From Sutton Guardian.co.uk, 10 October 2013. Exclusive by Sophia Sleigh, reporter.
A hospital lost a filing cabinet containing vulnerable patients’ confidential details in a major security breach, it has emerged.
Documents, containing data on 63 patients – who could be from anywhere in south-west London – disappeared from Sutton Hospital last year prompting an investigation by Government inspectors.
Privacy campaigners have called the Epsom and St Helier Trust’s loss of the cabinet a “fundamental failure” to protect patients' privacy while Carshalton and Wallington MP Tom Brake has demanded the trust keep tighter control of patient records.
The incident was one of 243 in 2012-13 relating to information security involving the trust such as data protection and confidentiality – nine of which were recorded as “serious”.
Details of the high-level breach only emerged in a hospital report published last month.
The trust wrote to each patient affected, who were being treated for chronic fatigue (also known as ME), and set up a dedicated phone line to deal with any of their concerns.

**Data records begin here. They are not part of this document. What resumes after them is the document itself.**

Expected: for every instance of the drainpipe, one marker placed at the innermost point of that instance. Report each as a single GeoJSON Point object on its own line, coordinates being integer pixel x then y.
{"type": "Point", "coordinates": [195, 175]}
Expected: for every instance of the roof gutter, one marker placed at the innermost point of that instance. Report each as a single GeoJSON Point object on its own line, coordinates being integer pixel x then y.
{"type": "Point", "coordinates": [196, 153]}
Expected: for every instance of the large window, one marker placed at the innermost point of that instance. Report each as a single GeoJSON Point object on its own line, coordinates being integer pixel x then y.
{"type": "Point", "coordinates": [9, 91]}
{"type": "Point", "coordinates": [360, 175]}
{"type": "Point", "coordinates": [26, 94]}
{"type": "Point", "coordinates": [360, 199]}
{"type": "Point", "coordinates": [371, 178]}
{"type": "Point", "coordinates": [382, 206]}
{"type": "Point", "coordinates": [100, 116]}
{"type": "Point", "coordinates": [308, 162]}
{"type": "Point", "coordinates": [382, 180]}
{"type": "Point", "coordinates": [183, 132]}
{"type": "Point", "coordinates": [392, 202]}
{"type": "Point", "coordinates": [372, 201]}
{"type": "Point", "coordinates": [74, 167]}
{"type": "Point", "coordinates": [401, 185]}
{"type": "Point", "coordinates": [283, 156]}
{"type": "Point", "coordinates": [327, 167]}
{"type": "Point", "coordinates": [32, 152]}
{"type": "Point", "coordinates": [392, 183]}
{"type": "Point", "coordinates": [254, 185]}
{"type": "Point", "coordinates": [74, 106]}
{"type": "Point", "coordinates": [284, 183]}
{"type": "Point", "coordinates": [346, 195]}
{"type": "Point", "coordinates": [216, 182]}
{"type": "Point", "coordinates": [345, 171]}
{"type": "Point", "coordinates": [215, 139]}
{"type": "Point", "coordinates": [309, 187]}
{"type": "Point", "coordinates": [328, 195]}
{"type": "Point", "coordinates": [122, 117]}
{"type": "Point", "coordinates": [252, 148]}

The filing cabinet, which was held securely behind locked doors, went missing when the building was vacated by another organisation, understood to be South West London and St George’s Mental Health NHS Trust.
The security failure was reported to the Information Commissioner’s Office (ICO) – an independent authority which regulates data protection.
Emma Carr, deputy director of privacy campaign group Big Brother Watch, said:
“This kind of fundamental failure to protect patients' privacy is nothing short of astounding.
“The fact that an entire filing cabinet, containing potentially confidential and sensitive patient data, was lost calls into question just how seriously Epsom and St Helier Hospital take patient privacy.”
The ICO carried out an audit including interviews with key members of staff this year and made a number of recommendations to the trust. Despite having the power to issue fines of up to £500,000 they considered the actions taken by the trust and decided not to act this time. It was the only breach that year reported to the organisation.
The trust was in trouble with the ICO in 2009 after it left thousands of patient records in an unlocked boiler room for two years at Sutton hospital.
A spokesman for the Information Commissioner’s Office said they would keep a record of the incident and may revisit it again if similar issues come to their attention.
Tom Brake,the MP for Carshalton and Wallington, said:
“Patients must be able to expect the highest standards of care when it comes to their records.
“But the hospital needs to keep a much tighter control over people’s personal information.
“Following this failure they must put in place, if they haven’t already, a detailed plan of action to ensure that in future records are secure.”
A spokesperson for the Epsom and St Helier Trust said:
“It is important to note that the documents removed were not full patient records, but contained details of patients who had attended a life style management course with the service.
“Since the incident took place we have taken a number of steps to help ensure that a similar event could not occur again.
“This year, for example, we are making some significant improvements to the way we manage and track our 1.3m medical records, bringing the whole system up-to-date and making it much easier to use.”